Я села прямо. Должно быть, на моем лице отобразилось заинтересованное нетерпение, потому что, расплатившись по счету, дядя Вилли лукаво покосился на меня:

– Может, пригласить тебя на чай?

– О да! Пожалуйста.

– Хорошо. Как сказала бы моя Жоли, лучшего момента не найти.


Она действительно была нечто.

С тонкой костью и пикантным лицом, Жоли носила продолговатые серьги, волосы укладывала на голове в виде тюрбана, а брови выщипывала, превращая в две тонкие изогнутые линии. Кроме того, у нее были самые длинные и самые красные ногти из всех, какие я когда-либо видела. Аромат ее духов окутал меня, когда она во французском стиле поцеловала меня в обе щеки, но пахла эта женщина не так, как Ома, не цветами, а чем-то ладанно-мускусным.

– Дорогая Марлен! – воскликнула она.

Легкий, но вполне различимый акцент в ее немецком выдавал происхождение. Правда, изумило меня не ее загадочное прошлое, а несоответствие образу бывалой путешественницы, хотя, на мой взгляд, она выглядела крайне экзотично. И может быть, ее готовность к сюрпризам? У себя дома, посреди дня она была одета так, будто ожидала визита короля.

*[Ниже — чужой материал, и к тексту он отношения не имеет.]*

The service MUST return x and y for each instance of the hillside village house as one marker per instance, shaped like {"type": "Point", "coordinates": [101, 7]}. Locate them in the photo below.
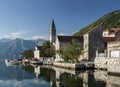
{"type": "Point", "coordinates": [89, 42]}
{"type": "Point", "coordinates": [111, 42]}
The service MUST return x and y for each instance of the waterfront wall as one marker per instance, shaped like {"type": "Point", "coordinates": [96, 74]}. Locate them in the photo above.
{"type": "Point", "coordinates": [100, 62]}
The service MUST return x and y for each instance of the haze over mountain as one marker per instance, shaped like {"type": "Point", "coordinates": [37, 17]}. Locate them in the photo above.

– Мой Вилли много рассказывал о вас. Садитесь здесь, рядом со мной. Я хочу узнать о вас все. Вы, кажется, скрипачка – с дипломом по меньшей мере известной консерватории. Как это возвышенно! – произнесла Жоли. – Вам, наверное, не терпелось вернуться в Берлин, ведь здесь столько возможностей для музыкантов.

Сидя возле новой хозяйки дома на краешке дивана, застланного теперь узорчатыми платками, я краем глаза оглядывала гостиную, пока Жоли распоряжалась насчет чая. Ее влияние было заметно повсюду. Все строгие абажуры она заменила на отделанные бахромой и кисточками, а также убрала со стены над камином портрет моего прадеда Конрада Фельзинга, основателя семейного дела. На его месте теперь висела какая-то странная картина – написанный мутными красками, отвратительный арлекин с квадратным лицом.

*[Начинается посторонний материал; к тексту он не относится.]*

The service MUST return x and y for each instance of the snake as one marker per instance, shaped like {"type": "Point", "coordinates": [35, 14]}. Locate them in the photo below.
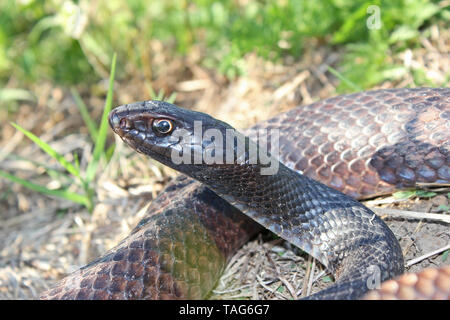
{"type": "Point", "coordinates": [298, 174]}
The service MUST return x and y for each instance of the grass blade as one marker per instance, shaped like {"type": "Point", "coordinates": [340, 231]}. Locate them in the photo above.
{"type": "Point", "coordinates": [349, 83]}
{"type": "Point", "coordinates": [71, 196]}
{"type": "Point", "coordinates": [103, 131]}
{"type": "Point", "coordinates": [85, 114]}
{"type": "Point", "coordinates": [49, 150]}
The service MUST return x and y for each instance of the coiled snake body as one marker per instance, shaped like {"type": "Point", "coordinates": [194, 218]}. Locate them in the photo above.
{"type": "Point", "coordinates": [360, 144]}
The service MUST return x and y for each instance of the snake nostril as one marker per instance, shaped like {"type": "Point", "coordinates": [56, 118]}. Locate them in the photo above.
{"type": "Point", "coordinates": [123, 123]}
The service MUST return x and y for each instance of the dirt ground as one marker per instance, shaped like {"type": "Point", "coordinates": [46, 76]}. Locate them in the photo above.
{"type": "Point", "coordinates": [42, 239]}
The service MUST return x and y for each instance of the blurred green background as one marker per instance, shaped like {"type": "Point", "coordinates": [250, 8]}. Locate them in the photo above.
{"type": "Point", "coordinates": [72, 42]}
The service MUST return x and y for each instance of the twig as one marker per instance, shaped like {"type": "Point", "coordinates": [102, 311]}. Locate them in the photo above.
{"type": "Point", "coordinates": [311, 277]}
{"type": "Point", "coordinates": [413, 214]}
{"type": "Point", "coordinates": [425, 256]}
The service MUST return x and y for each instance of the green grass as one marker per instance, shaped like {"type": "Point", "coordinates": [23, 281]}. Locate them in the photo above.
{"type": "Point", "coordinates": [79, 179]}
{"type": "Point", "coordinates": [70, 44]}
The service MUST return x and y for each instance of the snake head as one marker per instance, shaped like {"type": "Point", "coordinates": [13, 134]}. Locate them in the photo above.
{"type": "Point", "coordinates": [167, 133]}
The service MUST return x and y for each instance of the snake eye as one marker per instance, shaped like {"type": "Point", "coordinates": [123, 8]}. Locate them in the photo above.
{"type": "Point", "coordinates": [162, 126]}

– Вам нравится? – спросила Жоли. – Художник – Пабло Пикассо. Я купила это в Париже за бесценок. Он становится очень знаменитым, этот каталонец с непревзойденным чувством цвета и формы. И вкусом к женщинам. – Она хихикнула. – В женской фигуре он тоже неплохо разбирается.

Служанка принесла чай. Запечатлев долгий поцелуй на губах Жоли и легонько чмокнув меня, дядя Вилли сказал, что должен вернуться в магазин, а мне напомнил:

– Не забудь: Йозефине – ни намека.

Я кивнула. Если бы я обмолвилась об этом матери, она бы меня со свету сжила.

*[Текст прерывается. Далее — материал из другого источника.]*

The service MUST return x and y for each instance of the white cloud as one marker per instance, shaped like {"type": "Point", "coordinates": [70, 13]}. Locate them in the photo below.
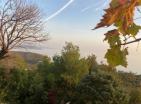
{"type": "Point", "coordinates": [59, 11]}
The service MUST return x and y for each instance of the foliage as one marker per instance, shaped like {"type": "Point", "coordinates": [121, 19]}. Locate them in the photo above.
{"type": "Point", "coordinates": [26, 87]}
{"type": "Point", "coordinates": [135, 96]}
{"type": "Point", "coordinates": [98, 89]}
{"type": "Point", "coordinates": [120, 14]}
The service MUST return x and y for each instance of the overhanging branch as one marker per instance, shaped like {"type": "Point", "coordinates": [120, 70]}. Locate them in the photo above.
{"type": "Point", "coordinates": [136, 40]}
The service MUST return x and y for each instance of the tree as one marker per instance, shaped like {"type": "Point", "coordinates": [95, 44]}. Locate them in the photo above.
{"type": "Point", "coordinates": [19, 22]}
{"type": "Point", "coordinates": [74, 67]}
{"type": "Point", "coordinates": [69, 68]}
{"type": "Point", "coordinates": [99, 88]}
{"type": "Point", "coordinates": [92, 63]}
{"type": "Point", "coordinates": [120, 14]}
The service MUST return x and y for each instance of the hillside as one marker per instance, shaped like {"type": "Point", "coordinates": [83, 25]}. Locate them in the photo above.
{"type": "Point", "coordinates": [29, 57]}
{"type": "Point", "coordinates": [21, 60]}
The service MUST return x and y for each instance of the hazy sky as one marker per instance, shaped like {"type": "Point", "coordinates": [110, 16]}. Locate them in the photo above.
{"type": "Point", "coordinates": [72, 21]}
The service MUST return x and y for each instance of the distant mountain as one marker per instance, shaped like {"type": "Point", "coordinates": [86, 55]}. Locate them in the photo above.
{"type": "Point", "coordinates": [29, 57]}
{"type": "Point", "coordinates": [19, 60]}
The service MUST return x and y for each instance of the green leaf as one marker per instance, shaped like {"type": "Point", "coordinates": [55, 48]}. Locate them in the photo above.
{"type": "Point", "coordinates": [115, 56]}
{"type": "Point", "coordinates": [113, 38]}
{"type": "Point", "coordinates": [133, 30]}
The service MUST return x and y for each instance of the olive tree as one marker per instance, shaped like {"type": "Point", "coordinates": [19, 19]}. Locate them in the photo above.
{"type": "Point", "coordinates": [20, 21]}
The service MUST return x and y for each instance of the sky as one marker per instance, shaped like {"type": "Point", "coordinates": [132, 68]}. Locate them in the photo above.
{"type": "Point", "coordinates": [72, 21]}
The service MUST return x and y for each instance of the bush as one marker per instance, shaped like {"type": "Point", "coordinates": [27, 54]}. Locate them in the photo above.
{"type": "Point", "coordinates": [100, 88]}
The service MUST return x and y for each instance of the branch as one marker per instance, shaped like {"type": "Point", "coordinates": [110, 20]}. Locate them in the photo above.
{"type": "Point", "coordinates": [137, 40]}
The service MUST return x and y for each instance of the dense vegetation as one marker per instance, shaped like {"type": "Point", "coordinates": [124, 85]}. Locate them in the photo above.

Жоли отпустила служанку и сама разлила чай, что тоже было необычным. Ома не удосужилась бы налить чая даже самому кайзеру.

– Вы пока еще не произнесли ни слова, – сказала Жоли, протягивая мне чашку, в которую навалила сахару. – Я вас разочаровала?

– Нет, – ответила я. – Вовсе нет, фрау Фельзинг…

– Фрау! – Она залилась смехом. – Пожалуйста, называйте меня мадам. Или Жоли, если вам так больше нравится. «Фрау Фельзинг» звучит так, будто я древняя старуха.

Она сделала маленький глоток, отведя в сторону изящно изогнутый мизинец, будто демонстрировала лакированный ноготь.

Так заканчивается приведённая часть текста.